Every Heart a Doorway (Wayward Children #1) by Seanan McGuire

For years, children have always disappeared under the right conditions. By slipping through shadows beneath the bed, or perhaps tumbling down a random rabbit hole, they end up somewhere…else.

And sometimes…just sometimes…they make their way back.

That is where Eleanor West’s Home for Wayward Children comes in.

Nancy was one such girl. The things she saw and experience can change a person. The other children at Ms. West’s understand what Nancy is going through all too well. Like her, they each tumbled in to a magical world and they are all trying to find their way back.

Yet with Nancy’s arrival, another change occurs. A darkness has settled in at Ms. West’s, a darkness that brings tragedy to the young people who call the place home.

Every Heart a Doorway was yet another of the books that Goodreads recommended to me. That site is definitely getting better at recommending books for me to read and review here, for while I am somewhat familiar with Seanan McGuire and her work I was surprised to see she is also the author Mira Grant whose work I have written about in a past review.

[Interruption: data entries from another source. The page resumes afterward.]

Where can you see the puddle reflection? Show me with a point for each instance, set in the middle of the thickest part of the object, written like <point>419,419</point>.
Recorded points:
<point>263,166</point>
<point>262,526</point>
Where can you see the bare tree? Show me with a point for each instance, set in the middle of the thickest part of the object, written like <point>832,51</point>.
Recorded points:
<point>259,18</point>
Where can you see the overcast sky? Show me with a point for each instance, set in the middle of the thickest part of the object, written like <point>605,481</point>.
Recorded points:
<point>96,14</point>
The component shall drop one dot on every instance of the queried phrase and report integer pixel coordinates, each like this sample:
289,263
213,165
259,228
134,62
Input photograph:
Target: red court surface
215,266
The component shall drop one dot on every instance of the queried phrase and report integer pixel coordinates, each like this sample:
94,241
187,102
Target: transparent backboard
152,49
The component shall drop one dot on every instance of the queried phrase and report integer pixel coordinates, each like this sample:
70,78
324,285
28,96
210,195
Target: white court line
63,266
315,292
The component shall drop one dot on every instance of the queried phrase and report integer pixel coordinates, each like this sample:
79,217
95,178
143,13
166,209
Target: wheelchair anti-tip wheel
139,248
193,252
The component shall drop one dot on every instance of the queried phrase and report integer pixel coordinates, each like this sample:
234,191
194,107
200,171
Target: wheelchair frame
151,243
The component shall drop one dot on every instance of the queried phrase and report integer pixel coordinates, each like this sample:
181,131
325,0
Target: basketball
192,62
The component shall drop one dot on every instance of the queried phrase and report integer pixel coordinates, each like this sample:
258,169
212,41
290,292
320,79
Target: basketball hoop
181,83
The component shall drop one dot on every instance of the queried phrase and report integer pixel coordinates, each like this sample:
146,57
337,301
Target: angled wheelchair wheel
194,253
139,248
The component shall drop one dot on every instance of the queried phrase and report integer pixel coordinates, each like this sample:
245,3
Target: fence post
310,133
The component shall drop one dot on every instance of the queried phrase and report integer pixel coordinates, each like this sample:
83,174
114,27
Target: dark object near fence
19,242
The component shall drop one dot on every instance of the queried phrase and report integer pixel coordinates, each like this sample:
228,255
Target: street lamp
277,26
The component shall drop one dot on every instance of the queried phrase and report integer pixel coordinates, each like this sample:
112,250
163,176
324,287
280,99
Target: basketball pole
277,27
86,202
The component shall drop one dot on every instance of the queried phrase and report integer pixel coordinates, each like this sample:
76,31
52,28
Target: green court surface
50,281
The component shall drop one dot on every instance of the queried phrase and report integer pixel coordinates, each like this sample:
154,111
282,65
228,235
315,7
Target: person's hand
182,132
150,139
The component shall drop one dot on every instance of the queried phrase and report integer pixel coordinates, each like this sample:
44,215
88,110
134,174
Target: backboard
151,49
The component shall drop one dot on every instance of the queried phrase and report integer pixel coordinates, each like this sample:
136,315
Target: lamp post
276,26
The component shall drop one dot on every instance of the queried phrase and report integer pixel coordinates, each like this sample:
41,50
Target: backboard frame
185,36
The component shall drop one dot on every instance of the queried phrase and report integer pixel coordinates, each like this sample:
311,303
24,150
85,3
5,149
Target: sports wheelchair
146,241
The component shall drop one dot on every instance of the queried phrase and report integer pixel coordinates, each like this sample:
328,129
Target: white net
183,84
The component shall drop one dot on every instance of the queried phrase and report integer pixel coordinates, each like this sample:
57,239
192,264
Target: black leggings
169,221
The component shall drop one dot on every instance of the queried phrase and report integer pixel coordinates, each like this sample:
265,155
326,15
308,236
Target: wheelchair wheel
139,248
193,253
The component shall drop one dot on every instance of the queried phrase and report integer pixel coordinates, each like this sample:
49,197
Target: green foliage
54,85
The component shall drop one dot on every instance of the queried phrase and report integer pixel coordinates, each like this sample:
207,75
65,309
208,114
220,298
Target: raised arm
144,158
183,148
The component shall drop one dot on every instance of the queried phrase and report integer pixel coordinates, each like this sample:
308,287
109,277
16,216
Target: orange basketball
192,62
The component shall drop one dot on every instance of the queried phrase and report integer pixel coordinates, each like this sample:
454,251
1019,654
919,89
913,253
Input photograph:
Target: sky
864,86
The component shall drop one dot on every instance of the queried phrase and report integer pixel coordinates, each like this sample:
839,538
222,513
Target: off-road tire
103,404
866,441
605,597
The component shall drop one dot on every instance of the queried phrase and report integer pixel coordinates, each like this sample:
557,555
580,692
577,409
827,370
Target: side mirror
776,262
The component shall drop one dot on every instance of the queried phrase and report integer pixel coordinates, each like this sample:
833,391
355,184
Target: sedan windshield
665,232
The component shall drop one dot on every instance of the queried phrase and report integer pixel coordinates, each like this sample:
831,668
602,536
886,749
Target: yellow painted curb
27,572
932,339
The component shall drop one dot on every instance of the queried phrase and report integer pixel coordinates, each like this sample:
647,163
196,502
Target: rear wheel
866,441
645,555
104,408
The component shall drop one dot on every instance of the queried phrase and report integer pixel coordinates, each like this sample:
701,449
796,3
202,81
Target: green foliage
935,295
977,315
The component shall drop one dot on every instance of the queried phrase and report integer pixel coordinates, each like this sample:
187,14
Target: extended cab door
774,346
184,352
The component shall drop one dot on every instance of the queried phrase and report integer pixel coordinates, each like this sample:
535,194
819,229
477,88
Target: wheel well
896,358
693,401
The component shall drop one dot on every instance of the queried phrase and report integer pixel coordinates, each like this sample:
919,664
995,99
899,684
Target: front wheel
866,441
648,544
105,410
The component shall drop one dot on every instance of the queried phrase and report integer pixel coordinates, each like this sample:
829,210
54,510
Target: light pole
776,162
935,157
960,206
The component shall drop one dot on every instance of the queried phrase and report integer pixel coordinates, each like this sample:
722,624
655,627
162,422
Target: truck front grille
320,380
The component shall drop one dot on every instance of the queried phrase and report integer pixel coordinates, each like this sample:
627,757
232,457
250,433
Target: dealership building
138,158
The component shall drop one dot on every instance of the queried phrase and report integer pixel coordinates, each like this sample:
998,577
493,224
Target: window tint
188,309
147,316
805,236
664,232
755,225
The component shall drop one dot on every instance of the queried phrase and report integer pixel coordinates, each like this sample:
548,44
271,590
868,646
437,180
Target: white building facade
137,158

In this particular novel, we are taken to Ms. West’s Home for Wayward Children. On the outside it looks like most any home for “troubled youths” but like most things it is more than meets the eye. This home is for young women (and a few young men) who have gone off on strange adventures and come back again.

Reading Every Heart a Doorway put me in mind of the novel Miss Peregrine’s Home for Pecular Children. It too featured a home for young people and a head mistress who had her own set of secrets. Both introduce an individual encountering the house for the first time, though in the former they are coming to live there and in the latter they stumble upon the place by accident.

While Every Heart a Doorway is certainly well written and the characters are intriguing, it is far far too short. At barely over 160 pages, there just isn’t enough time to properly introduce the different characters and situations. Especially before getting to the meat of the story and its resolution. We barely get to know these people before tragedy begins to befall some of them. While I am sure we are meant to be saddened, it is difficult to feel such an emotion over a person we have only just met.

Originally, dear reader, I was going to lament that so far there was only one book in this series. However, Goodreads has once again shown me my error and I am pleased to see that there is already a second book with a third soon on the way. Should you decide to read this book – and I truly recommend you do – try and get the second book when you pick up the first. Like me, the moment you finish the first one you will be looking for the second.